The Iterator method returns an Iterator to the implementations founds that will be loaded lazily.
Iterator<SortProvider> it_sl = sl.Iterator() ;

You can iterate over what is found and store it in a Map or somewhere else in memory.
while (its.hasNext()) {
            SortProvider sp = its.next() ;
            log("Found provider " + sp.getProviderName()) ;
            sMap.put(sp.getProviderName(),sp) ;
}

How does ServiceLoader know where to look ?

Implementors package their implementation in a jar
jar should have a META-INF/services directory
services directory should have a file whose name is the fully qualified name of the Type
file has a list of fully qualified name of implementations of type
jar is installed to the classpath

I have a complete API/SPI example for a Sort interface below that you can download at https://github.com/mdkhanga/my-blog-code. This sample is in msort directory. You should download the code first, so that you can look at code while reading the text below. This example illustrates how ServiceLoader is used to discover implementations from third party service providers. Sort interface can be used for sorting data. Service providers can provide implementations of various Sort algorithms. In the example,

1. com.mj.msort.Sort is the main Sort API. It has 2 sort methods. One for Arrays and one of
collections. 2 implementations are provided - bubblesort and mergesort. But anybody can write additional implementations.

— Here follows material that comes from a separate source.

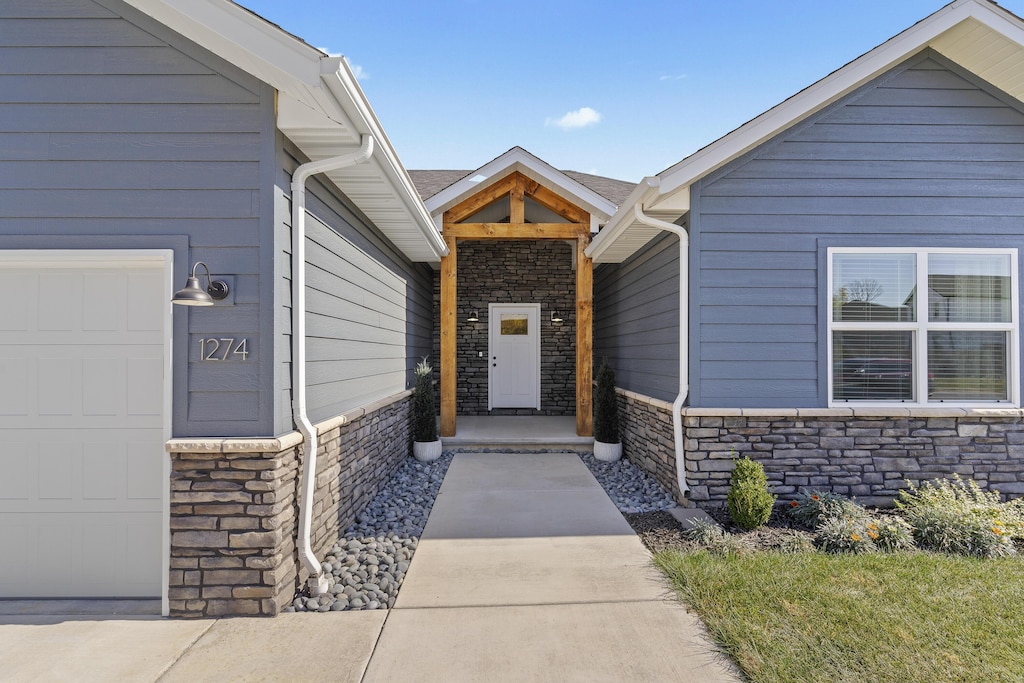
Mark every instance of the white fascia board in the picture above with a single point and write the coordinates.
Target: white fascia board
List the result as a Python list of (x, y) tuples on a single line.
[(518, 159), (835, 86), (241, 37), (342, 83), (623, 218)]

2. com.mj.msort.spi.SortProvider is the SPI.Third party implementors of Sort must also implement the SortProvider interface. The SPI provides another layer of encapsulation. We don't want to know the implementation details. We just want an instance of the implementation.

3. SPI providers need to implement Sort and SortProvider.

4. com.mj.msort.SortServices is a class that can discover and load SPI implementations and make them available to API users. It uses java.util.ServiceLoader to load SortProviders. Hence SortProvider also needs to be packaged as required by java.util.ServiceLoader for it to be discovered.

This is the class that brings everything together. It uses ServiceLoader to find all implementations of SortProviders and stores them in a Map. It has a getSort method that programmers can call to get a specific implementation or whatever is there.

5. Sample Usage

Sort s = SortServices.getSort(...
s.sort(...

In summary, ServiceLoader is a powerful mechanism to find and load classes of a type. It can used to build highly extensible and dynamic services. As an additional exercise, you can create your own implementation of SortProvider in your own jar and SortServices will find it as long as it is on the classpath.